Angebot und Annahme – Arbeitsrecht


August 2024

Wie unterscheidet man das gute vom besseren
Angebot? Lebenserfahrung. Glück. Der richtige Riecher. Irgendwo dazwischen
liegt´s. Nach 1 Jahr Beschäftigung bot die Firma ihr einen Aufstieg an. Mehr
Möglichkeiten. Mehr Geld. Sogar Handlungsvollmacht. H sollte auch andere
Mitarbeiter einstellen und kündigen können. Nach 2 Monaten kam die
Aufforderung, an einer internen Schulung teilzunehmen. Vorbereitungszeit? Ach
das wäre gar kein Problem. Das schaffe sie nebenbei. Und zack war der 1.
Versuch vorbei. Lag das an den Aufgaben? Lag das an ihr? Die Firma drängte.
Beim 2. Versuch war H besser. Es waren aber eben keine 100 % aus Sicht der
Firma. Anhörung. Kündigung. Schluß.

H ging zu einem Anwalt. Völlig richtig. Kurzes
Gespräch. Kündigungsschutzklage. Soll die Firma doch mal tätig werden. Die
Firma fragt nach einem Vergleich. Beim Anwalt. Der Anwalt fragt nicht erst bei
H, was sie will. Er bittet vielmehr die Firma um ein Angebot. Top. Die Firma
ist glücklich. Die Gegenseite bittet um ein Angebot. Und genauso sieht das aus.
Vergütung bis Ende März 2024 und eine Abfindung von 1.700 €. Das schickt der
Anwalt an H. Und die fällt aus allen Wolken. Warum Ende der Beschäftigung? Und
wenn schon, warum mit dieser Abfindung? Was hatte sie denn falsch gemacht?
Irgendwas war hier schiefgelaufen.

Sie ging zur Beratung zu einem anderen Anwalt. Der
nimmt sich Zeit für sie. Am Ende gab es zwar immer noch Fragen. Leitende
Mitarbeiter mit Kündigungsberechtigung haben nicht den gleichen
Kündigungsschutz. Wollte die Firma sie von Anbeginn an nur abservieren? Einen
neuen Job hatte sie im Februar nicht in Aussicht. Warum also jetzt einen
Vergleich schließen? Da hatte der neue Anwalt völlig recht. Jetzt war ein
Vergleich nicht zu ihrem Vorteil. Sie wechselte den Anwalt.

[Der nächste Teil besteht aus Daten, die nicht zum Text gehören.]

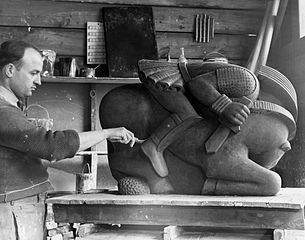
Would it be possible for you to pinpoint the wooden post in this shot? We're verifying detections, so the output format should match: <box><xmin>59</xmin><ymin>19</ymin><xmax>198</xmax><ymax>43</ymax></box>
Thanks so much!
<box><xmin>90</xmin><ymin>84</ymin><xmax>98</xmax><ymax>189</ymax></box>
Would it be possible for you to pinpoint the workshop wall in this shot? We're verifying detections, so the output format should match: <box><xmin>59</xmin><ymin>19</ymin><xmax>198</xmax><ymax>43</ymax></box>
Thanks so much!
<box><xmin>0</xmin><ymin>0</ymin><xmax>266</xmax><ymax>190</ymax></box>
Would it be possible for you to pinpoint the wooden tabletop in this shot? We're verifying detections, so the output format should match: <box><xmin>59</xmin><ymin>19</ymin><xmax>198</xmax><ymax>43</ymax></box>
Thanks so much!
<box><xmin>47</xmin><ymin>188</ymin><xmax>305</xmax><ymax>209</ymax></box>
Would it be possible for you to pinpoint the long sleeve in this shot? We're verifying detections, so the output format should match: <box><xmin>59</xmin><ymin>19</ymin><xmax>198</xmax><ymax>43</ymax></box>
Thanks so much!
<box><xmin>0</xmin><ymin>106</ymin><xmax>79</xmax><ymax>160</ymax></box>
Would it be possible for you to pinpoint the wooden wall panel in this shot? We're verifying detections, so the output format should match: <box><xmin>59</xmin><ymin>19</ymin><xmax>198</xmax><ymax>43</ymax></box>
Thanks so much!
<box><xmin>0</xmin><ymin>0</ymin><xmax>263</xmax><ymax>34</ymax></box>
<box><xmin>0</xmin><ymin>0</ymin><xmax>264</xmax><ymax>62</ymax></box>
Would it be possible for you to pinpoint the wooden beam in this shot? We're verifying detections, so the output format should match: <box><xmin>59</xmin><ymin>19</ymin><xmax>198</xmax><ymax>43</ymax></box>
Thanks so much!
<box><xmin>0</xmin><ymin>0</ymin><xmax>263</xmax><ymax>34</ymax></box>
<box><xmin>56</xmin><ymin>0</ymin><xmax>266</xmax><ymax>9</ymax></box>
<box><xmin>0</xmin><ymin>27</ymin><xmax>255</xmax><ymax>60</ymax></box>
<box><xmin>53</xmin><ymin>203</ymin><xmax>304</xmax><ymax>230</ymax></box>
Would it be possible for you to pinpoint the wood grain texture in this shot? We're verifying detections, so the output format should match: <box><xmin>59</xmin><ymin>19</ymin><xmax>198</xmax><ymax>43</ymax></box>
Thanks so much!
<box><xmin>56</xmin><ymin>0</ymin><xmax>266</xmax><ymax>9</ymax></box>
<box><xmin>53</xmin><ymin>204</ymin><xmax>304</xmax><ymax>230</ymax></box>
<box><xmin>48</xmin><ymin>188</ymin><xmax>305</xmax><ymax>209</ymax></box>
<box><xmin>0</xmin><ymin>27</ymin><xmax>255</xmax><ymax>60</ymax></box>
<box><xmin>0</xmin><ymin>0</ymin><xmax>264</xmax><ymax>34</ymax></box>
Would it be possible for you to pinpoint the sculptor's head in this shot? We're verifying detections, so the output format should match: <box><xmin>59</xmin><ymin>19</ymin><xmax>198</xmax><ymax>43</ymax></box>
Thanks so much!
<box><xmin>0</xmin><ymin>40</ymin><xmax>43</xmax><ymax>99</ymax></box>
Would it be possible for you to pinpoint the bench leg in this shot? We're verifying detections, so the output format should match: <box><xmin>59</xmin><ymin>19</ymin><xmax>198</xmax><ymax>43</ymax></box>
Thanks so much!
<box><xmin>273</xmin><ymin>229</ymin><xmax>305</xmax><ymax>240</ymax></box>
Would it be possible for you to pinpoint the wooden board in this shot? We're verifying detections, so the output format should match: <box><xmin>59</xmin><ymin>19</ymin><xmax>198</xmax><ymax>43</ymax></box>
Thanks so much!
<box><xmin>48</xmin><ymin>188</ymin><xmax>305</xmax><ymax>209</ymax></box>
<box><xmin>56</xmin><ymin>0</ymin><xmax>266</xmax><ymax>9</ymax></box>
<box><xmin>0</xmin><ymin>0</ymin><xmax>264</xmax><ymax>34</ymax></box>
<box><xmin>103</xmin><ymin>7</ymin><xmax>158</xmax><ymax>77</ymax></box>
<box><xmin>47</xmin><ymin>189</ymin><xmax>305</xmax><ymax>230</ymax></box>
<box><xmin>76</xmin><ymin>230</ymin><xmax>163</xmax><ymax>240</ymax></box>
<box><xmin>0</xmin><ymin>27</ymin><xmax>255</xmax><ymax>60</ymax></box>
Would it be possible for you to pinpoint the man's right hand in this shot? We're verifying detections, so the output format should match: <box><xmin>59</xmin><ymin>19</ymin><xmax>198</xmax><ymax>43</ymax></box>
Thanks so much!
<box><xmin>105</xmin><ymin>127</ymin><xmax>136</xmax><ymax>147</ymax></box>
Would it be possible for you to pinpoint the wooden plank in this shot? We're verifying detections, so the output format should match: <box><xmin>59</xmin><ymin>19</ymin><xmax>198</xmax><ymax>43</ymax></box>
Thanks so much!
<box><xmin>0</xmin><ymin>0</ymin><xmax>263</xmax><ymax>34</ymax></box>
<box><xmin>56</xmin><ymin>0</ymin><xmax>266</xmax><ymax>9</ymax></box>
<box><xmin>163</xmin><ymin>226</ymin><xmax>273</xmax><ymax>240</ymax></box>
<box><xmin>0</xmin><ymin>27</ymin><xmax>255</xmax><ymax>60</ymax></box>
<box><xmin>53</xmin><ymin>204</ymin><xmax>304</xmax><ymax>230</ymax></box>
<box><xmin>48</xmin><ymin>188</ymin><xmax>305</xmax><ymax>209</ymax></box>
<box><xmin>75</xmin><ymin>230</ymin><xmax>163</xmax><ymax>240</ymax></box>
<box><xmin>154</xmin><ymin>7</ymin><xmax>264</xmax><ymax>34</ymax></box>
<box><xmin>157</xmin><ymin>32</ymin><xmax>255</xmax><ymax>60</ymax></box>
<box><xmin>42</xmin><ymin>76</ymin><xmax>140</xmax><ymax>85</ymax></box>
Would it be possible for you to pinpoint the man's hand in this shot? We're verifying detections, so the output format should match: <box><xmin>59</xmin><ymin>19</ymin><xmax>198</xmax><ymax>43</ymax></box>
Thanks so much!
<box><xmin>221</xmin><ymin>102</ymin><xmax>250</xmax><ymax>126</ymax></box>
<box><xmin>107</xmin><ymin>127</ymin><xmax>137</xmax><ymax>147</ymax></box>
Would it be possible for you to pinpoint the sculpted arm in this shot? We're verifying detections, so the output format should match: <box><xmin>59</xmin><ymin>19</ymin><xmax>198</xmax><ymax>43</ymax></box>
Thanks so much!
<box><xmin>186</xmin><ymin>66</ymin><xmax>259</xmax><ymax>125</ymax></box>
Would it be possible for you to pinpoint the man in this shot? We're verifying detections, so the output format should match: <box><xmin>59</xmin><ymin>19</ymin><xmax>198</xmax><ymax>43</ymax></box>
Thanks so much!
<box><xmin>0</xmin><ymin>40</ymin><xmax>135</xmax><ymax>240</ymax></box>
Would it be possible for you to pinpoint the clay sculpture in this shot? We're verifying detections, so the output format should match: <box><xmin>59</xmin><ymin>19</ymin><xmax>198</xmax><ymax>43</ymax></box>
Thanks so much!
<box><xmin>100</xmin><ymin>57</ymin><xmax>297</xmax><ymax>196</ymax></box>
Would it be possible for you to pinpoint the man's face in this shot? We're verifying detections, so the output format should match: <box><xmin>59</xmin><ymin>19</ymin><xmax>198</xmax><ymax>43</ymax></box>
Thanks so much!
<box><xmin>10</xmin><ymin>48</ymin><xmax>43</xmax><ymax>98</ymax></box>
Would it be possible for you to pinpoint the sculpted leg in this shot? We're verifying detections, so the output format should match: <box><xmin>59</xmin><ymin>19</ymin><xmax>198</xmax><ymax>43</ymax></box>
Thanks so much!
<box><xmin>201</xmin><ymin>152</ymin><xmax>281</xmax><ymax>196</ymax></box>
<box><xmin>141</xmin><ymin>89</ymin><xmax>201</xmax><ymax>177</ymax></box>
<box><xmin>141</xmin><ymin>114</ymin><xmax>201</xmax><ymax>177</ymax></box>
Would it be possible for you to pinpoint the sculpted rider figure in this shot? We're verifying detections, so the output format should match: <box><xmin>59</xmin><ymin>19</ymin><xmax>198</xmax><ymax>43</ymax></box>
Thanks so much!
<box><xmin>139</xmin><ymin>50</ymin><xmax>259</xmax><ymax>177</ymax></box>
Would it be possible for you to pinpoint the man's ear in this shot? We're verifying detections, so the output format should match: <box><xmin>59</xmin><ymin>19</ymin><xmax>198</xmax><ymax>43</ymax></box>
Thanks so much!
<box><xmin>4</xmin><ymin>63</ymin><xmax>16</xmax><ymax>78</ymax></box>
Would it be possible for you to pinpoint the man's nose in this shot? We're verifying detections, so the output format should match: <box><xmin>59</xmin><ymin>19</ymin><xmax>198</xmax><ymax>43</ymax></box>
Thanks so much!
<box><xmin>34</xmin><ymin>74</ymin><xmax>41</xmax><ymax>85</ymax></box>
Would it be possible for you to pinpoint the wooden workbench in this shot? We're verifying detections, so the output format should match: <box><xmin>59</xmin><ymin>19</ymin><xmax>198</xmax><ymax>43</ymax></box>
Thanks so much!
<box><xmin>47</xmin><ymin>188</ymin><xmax>305</xmax><ymax>240</ymax></box>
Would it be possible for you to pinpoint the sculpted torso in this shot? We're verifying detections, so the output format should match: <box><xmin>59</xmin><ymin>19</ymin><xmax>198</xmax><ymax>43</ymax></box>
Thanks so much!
<box><xmin>100</xmin><ymin>60</ymin><xmax>295</xmax><ymax>195</ymax></box>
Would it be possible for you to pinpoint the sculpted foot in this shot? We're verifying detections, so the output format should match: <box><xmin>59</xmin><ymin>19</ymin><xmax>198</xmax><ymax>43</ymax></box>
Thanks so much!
<box><xmin>141</xmin><ymin>139</ymin><xmax>168</xmax><ymax>177</ymax></box>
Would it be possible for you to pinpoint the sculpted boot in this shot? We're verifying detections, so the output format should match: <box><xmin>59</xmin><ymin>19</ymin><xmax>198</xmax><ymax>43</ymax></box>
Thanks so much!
<box><xmin>141</xmin><ymin>114</ymin><xmax>201</xmax><ymax>177</ymax></box>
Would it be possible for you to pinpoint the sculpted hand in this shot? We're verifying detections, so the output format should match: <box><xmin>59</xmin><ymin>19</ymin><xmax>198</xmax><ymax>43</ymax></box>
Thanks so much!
<box><xmin>107</xmin><ymin>127</ymin><xmax>136</xmax><ymax>147</ymax></box>
<box><xmin>221</xmin><ymin>102</ymin><xmax>250</xmax><ymax>126</ymax></box>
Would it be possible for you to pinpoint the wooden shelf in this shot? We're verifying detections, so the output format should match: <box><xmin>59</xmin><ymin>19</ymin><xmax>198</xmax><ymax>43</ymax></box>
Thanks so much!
<box><xmin>42</xmin><ymin>76</ymin><xmax>140</xmax><ymax>84</ymax></box>
<box><xmin>56</xmin><ymin>0</ymin><xmax>266</xmax><ymax>9</ymax></box>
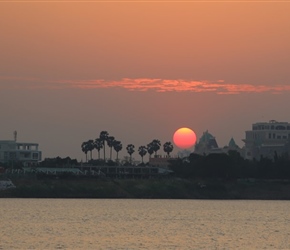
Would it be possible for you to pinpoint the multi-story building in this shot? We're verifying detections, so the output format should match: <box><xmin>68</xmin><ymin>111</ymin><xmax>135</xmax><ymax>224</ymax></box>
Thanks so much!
<box><xmin>243</xmin><ymin>120</ymin><xmax>290</xmax><ymax>160</ymax></box>
<box><xmin>0</xmin><ymin>140</ymin><xmax>41</xmax><ymax>166</ymax></box>
<box><xmin>194</xmin><ymin>131</ymin><xmax>244</xmax><ymax>156</ymax></box>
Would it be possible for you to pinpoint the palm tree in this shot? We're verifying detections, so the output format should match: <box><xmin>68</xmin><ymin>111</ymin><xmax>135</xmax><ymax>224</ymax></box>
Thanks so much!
<box><xmin>113</xmin><ymin>140</ymin><xmax>123</xmax><ymax>161</ymax></box>
<box><xmin>87</xmin><ymin>140</ymin><xmax>95</xmax><ymax>160</ymax></box>
<box><xmin>107</xmin><ymin>136</ymin><xmax>115</xmax><ymax>160</ymax></box>
<box><xmin>100</xmin><ymin>131</ymin><xmax>109</xmax><ymax>161</ymax></box>
<box><xmin>81</xmin><ymin>142</ymin><xmax>89</xmax><ymax>162</ymax></box>
<box><xmin>147</xmin><ymin>142</ymin><xmax>154</xmax><ymax>158</ymax></box>
<box><xmin>126</xmin><ymin>144</ymin><xmax>135</xmax><ymax>164</ymax></box>
<box><xmin>138</xmin><ymin>146</ymin><xmax>147</xmax><ymax>163</ymax></box>
<box><xmin>151</xmin><ymin>139</ymin><xmax>161</xmax><ymax>157</ymax></box>
<box><xmin>163</xmin><ymin>142</ymin><xmax>173</xmax><ymax>157</ymax></box>
<box><xmin>94</xmin><ymin>138</ymin><xmax>103</xmax><ymax>160</ymax></box>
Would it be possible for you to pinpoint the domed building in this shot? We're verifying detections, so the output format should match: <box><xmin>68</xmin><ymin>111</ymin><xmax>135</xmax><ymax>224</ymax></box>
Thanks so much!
<box><xmin>194</xmin><ymin>130</ymin><xmax>220</xmax><ymax>155</ymax></box>
<box><xmin>194</xmin><ymin>130</ymin><xmax>244</xmax><ymax>156</ymax></box>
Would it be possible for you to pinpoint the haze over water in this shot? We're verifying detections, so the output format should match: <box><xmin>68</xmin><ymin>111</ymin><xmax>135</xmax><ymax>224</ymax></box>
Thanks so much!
<box><xmin>0</xmin><ymin>199</ymin><xmax>290</xmax><ymax>249</ymax></box>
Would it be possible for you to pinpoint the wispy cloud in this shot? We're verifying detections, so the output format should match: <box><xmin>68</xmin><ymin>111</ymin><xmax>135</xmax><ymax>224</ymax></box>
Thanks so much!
<box><xmin>0</xmin><ymin>77</ymin><xmax>290</xmax><ymax>94</ymax></box>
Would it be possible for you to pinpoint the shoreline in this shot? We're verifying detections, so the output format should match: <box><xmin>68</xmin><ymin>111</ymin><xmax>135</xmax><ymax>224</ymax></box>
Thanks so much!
<box><xmin>0</xmin><ymin>178</ymin><xmax>290</xmax><ymax>200</ymax></box>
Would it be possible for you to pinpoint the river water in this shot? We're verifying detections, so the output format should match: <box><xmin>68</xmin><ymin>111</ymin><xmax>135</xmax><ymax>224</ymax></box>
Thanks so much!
<box><xmin>0</xmin><ymin>199</ymin><xmax>290</xmax><ymax>249</ymax></box>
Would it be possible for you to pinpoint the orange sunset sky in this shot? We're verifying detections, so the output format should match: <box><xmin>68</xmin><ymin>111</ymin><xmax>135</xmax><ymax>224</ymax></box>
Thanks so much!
<box><xmin>0</xmin><ymin>0</ymin><xmax>290</xmax><ymax>160</ymax></box>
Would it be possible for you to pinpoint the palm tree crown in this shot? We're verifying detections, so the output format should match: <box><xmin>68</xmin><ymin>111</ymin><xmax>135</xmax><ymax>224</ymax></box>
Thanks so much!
<box><xmin>163</xmin><ymin>142</ymin><xmax>173</xmax><ymax>157</ymax></box>
<box><xmin>94</xmin><ymin>138</ymin><xmax>103</xmax><ymax>160</ymax></box>
<box><xmin>138</xmin><ymin>146</ymin><xmax>147</xmax><ymax>163</ymax></box>
<box><xmin>100</xmin><ymin>131</ymin><xmax>109</xmax><ymax>161</ymax></box>
<box><xmin>126</xmin><ymin>144</ymin><xmax>135</xmax><ymax>164</ymax></box>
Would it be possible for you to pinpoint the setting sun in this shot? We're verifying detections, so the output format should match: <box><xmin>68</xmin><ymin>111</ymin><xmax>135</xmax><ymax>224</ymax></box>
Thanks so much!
<box><xmin>173</xmin><ymin>128</ymin><xmax>196</xmax><ymax>149</ymax></box>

Der macht der Firma Druck. Er widerruft die
Freistellung unter Anrechnung der Urlaubstage. Er verlangt ein Zwischenzeugnis.
Er fordert die Dokumentation des Bonussystems ein. Ende April 2024 Gütetermin
vor dem Arbeitsgericht in Erfurt. Der Saal ist voll. Betriebsräte aus ganz
Deutschland nutzen die Verhandlung als Weiterbildung. Die Firma zeigt sich von
ihrer besten Seite. Man schule seine Mitarbeiter. Das Bestehen der Schulung sei
Voraussetzung für die Handlungsvollmacht. Wer die Prüfung nicht besteht, kann
leider nicht für die Firma arbeiten. Eine personenbedingte Kündigung damit
unumgänglich. Das könne man nicht anders lösen. Was wolle der Anwalt eigentlich
noch? H würde keinesfalls mehr für die Firma weiterarbeiten. Ein gutes Angebot
habe man unterbreitet.

Der Anwalt legt den Finger in die Wunde – wo ist
der Kündigungsgrund? Ende Juni seitenweise Text von der Firma.
Handlungsvollmacht nur mit bestandener Schulung. Das stehe im Vertrag. Nix
stand da! Da stand nur, wie Vollmachten umzusetzen sind. Natürlich hätte man
das Bestehen einer internen Schulung als Vertragsvoraussetzung festschreiben
können. Hatte man aber offenbar vergessen? Oder vielleicht auch gar nicht
gewollt? Wer weiß. H wusste jedenfalls, was sie nun wollte. Das Maximum. Ohne
die Firma. Nun ruft der Anwalt bei der Firma an und macht deutlich, was man
sich hier vorstelle. Bei dieser Sach- und Rechtslage. Vielleicht ist ja bei der
Kammerverhandlung wieder der Saal voll: Volle Vergütung nicht nur bis zum
31.03. sondern bis zum 30.06.2024 bei 10.000 € Abfindung und noch einigen
Extras. Und das waren nicht nur 100 % für H. Bei weitem nicht! Die Firma nimmt
das Angebot trotzdem an. Wenn man die besseren Karten hat, muss man sie nicht
nur ausspielen sondern erst einmal erkennen. Der Vergleich ist zum Az. 2 Ca
203/24 seit dem 29.07.2024 rechtskräftig.